Context
ShopNow, a mid-size e-commerce app, wants to test a simplified mobile checkout that removes one form step. The product team believes this will increase completed purchases, but engineering only wants to launch if the expected gain is large enough to justify rollout risk and implementation cost.
Hypothesis Seed
The proposed change shortens checkout from 4 screens to 3 for eligible mobile users.
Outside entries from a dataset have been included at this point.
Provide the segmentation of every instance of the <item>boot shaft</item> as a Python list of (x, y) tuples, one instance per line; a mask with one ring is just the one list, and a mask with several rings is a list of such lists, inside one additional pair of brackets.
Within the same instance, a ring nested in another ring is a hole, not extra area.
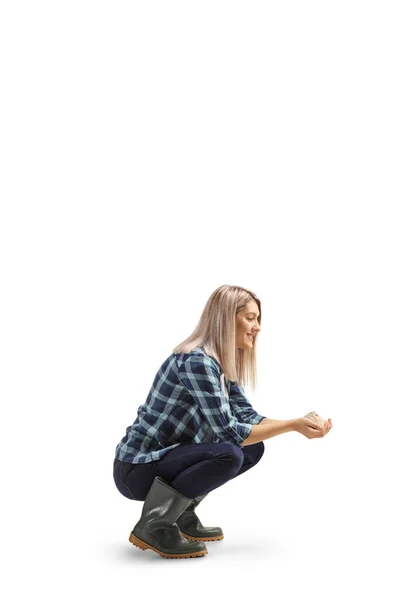
[(142, 508), (141, 519), (146, 520), (150, 528), (153, 525), (168, 527), (192, 502), (183, 494), (169, 486), (161, 477), (155, 477)]

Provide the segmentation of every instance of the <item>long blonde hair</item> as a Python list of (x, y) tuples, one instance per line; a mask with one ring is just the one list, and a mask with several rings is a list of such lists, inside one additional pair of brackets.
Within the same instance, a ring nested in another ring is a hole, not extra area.
[(202, 346), (206, 354), (221, 365), (222, 372), (240, 386), (257, 385), (256, 346), (249, 350), (236, 348), (236, 313), (251, 300), (258, 305), (261, 325), (261, 301), (254, 292), (237, 285), (221, 285), (207, 300), (193, 333), (173, 349), (174, 354), (188, 353)]

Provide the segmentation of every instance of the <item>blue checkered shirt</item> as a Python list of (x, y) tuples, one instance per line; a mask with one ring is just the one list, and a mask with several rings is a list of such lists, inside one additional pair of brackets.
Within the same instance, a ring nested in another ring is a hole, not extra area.
[(180, 444), (241, 446), (252, 425), (264, 418), (243, 388), (226, 379), (219, 362), (198, 346), (164, 361), (115, 456), (124, 462), (148, 463)]

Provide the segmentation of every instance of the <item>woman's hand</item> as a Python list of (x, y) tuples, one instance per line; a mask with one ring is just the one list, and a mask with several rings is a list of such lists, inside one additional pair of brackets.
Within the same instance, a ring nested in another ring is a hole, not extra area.
[(301, 417), (294, 420), (294, 431), (302, 433), (309, 440), (324, 437), (332, 429), (332, 420), (328, 419), (324, 425), (319, 425), (311, 419)]

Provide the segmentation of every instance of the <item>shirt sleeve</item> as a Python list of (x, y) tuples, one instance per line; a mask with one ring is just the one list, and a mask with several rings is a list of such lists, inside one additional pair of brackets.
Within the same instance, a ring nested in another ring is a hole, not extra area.
[(254, 410), (246, 398), (244, 389), (233, 381), (229, 382), (229, 400), (233, 413), (244, 423), (258, 425), (263, 419), (267, 418), (263, 415), (259, 415), (258, 412)]
[(221, 384), (221, 374), (211, 358), (192, 354), (178, 369), (182, 385), (197, 402), (217, 438), (240, 446), (250, 435), (252, 426), (241, 423), (232, 414), (229, 398)]

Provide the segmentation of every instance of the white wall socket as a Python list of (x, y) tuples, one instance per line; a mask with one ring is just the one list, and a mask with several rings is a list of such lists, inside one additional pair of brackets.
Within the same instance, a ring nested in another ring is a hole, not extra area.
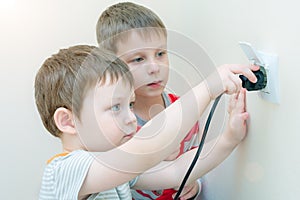
[(258, 95), (266, 101), (279, 104), (278, 56), (256, 51), (247, 42), (240, 42), (239, 44), (251, 63), (264, 66), (266, 69), (267, 85), (258, 92)]
[(266, 101), (279, 104), (278, 56), (261, 51), (257, 53), (265, 63), (267, 73), (267, 86), (258, 95)]

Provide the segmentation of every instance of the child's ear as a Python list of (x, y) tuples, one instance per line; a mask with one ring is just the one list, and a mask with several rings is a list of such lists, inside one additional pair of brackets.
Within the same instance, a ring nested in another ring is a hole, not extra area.
[(69, 109), (60, 107), (56, 109), (53, 117), (57, 128), (62, 133), (76, 133), (73, 114)]

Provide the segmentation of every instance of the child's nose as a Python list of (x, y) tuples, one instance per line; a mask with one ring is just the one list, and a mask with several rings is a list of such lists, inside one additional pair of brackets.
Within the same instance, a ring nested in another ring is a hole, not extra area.
[(157, 62), (151, 62), (148, 66), (149, 74), (156, 74), (160, 71), (160, 65)]
[(125, 124), (134, 124), (136, 123), (136, 116), (135, 114), (130, 110), (128, 111), (128, 114), (125, 118)]

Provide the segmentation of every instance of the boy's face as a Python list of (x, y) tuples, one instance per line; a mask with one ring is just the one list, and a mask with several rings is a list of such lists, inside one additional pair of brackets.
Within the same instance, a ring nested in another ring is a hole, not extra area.
[(116, 54), (129, 66), (137, 96), (155, 97), (163, 92), (169, 75), (166, 49), (164, 35), (153, 34), (145, 38), (136, 31), (117, 44)]
[(76, 122), (83, 148), (103, 152), (130, 140), (137, 128), (133, 102), (133, 88), (122, 80), (91, 89)]

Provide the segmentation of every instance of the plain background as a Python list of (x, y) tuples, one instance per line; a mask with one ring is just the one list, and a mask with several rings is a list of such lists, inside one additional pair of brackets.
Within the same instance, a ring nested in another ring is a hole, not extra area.
[[(98, 17), (116, 2), (0, 1), (1, 199), (37, 199), (45, 161), (61, 151), (59, 141), (43, 128), (34, 104), (38, 68), (59, 48), (97, 45)], [(248, 63), (239, 41), (279, 56), (280, 104), (249, 93), (248, 137), (205, 177), (204, 196), (210, 200), (299, 199), (298, 1), (134, 2), (153, 9), (169, 29), (201, 45), (216, 65)]]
PMs expect a modest lift in purchase conversion because fewer users abandon during address entry, but they are unsure what minimum detectable effect (MDE) should be chosen before launch.
Constraints
- Eligible traffic: 120,000 mobile checkout sessions per day
- Randomization split: 50/50 after a 5% canary for instrumentation validation
- Baseline purchase conversion from checkout start to order completion: 24.0%
- Maximum experiment duration: 14 days
- False positives are costly because a bad checkout experience can hurt revenue immediately
- False negatives are also meaningful because the redesign required 6 engineer-weeks and has opportunity cost
- The team wants 80% power and a two-sided 5% significance level
- The experiment must cover at least one full weekly cycle
Task
- Define the null and alternative hypotheses, the primary metric, and 2-4 guardrail metrics.
- Determine a reasonable MDE before launch, then calculate the required sample size per arm and whether the test can finish within 14 days.
- Choose the unit of randomization and explain any mismatch with the unit of analysis.
- Pre-register the analysis plan: statistical test, peeking policy, multiple-comparison handling, and SRM checks.
- State a clear ship / don't-ship / iterate rule that respects both the primary metric and guardrails.
Be explicit about how you choose the MDE: tie it to business value, traffic constraints, and the cost of shipping a false positive versus missing a real but small win.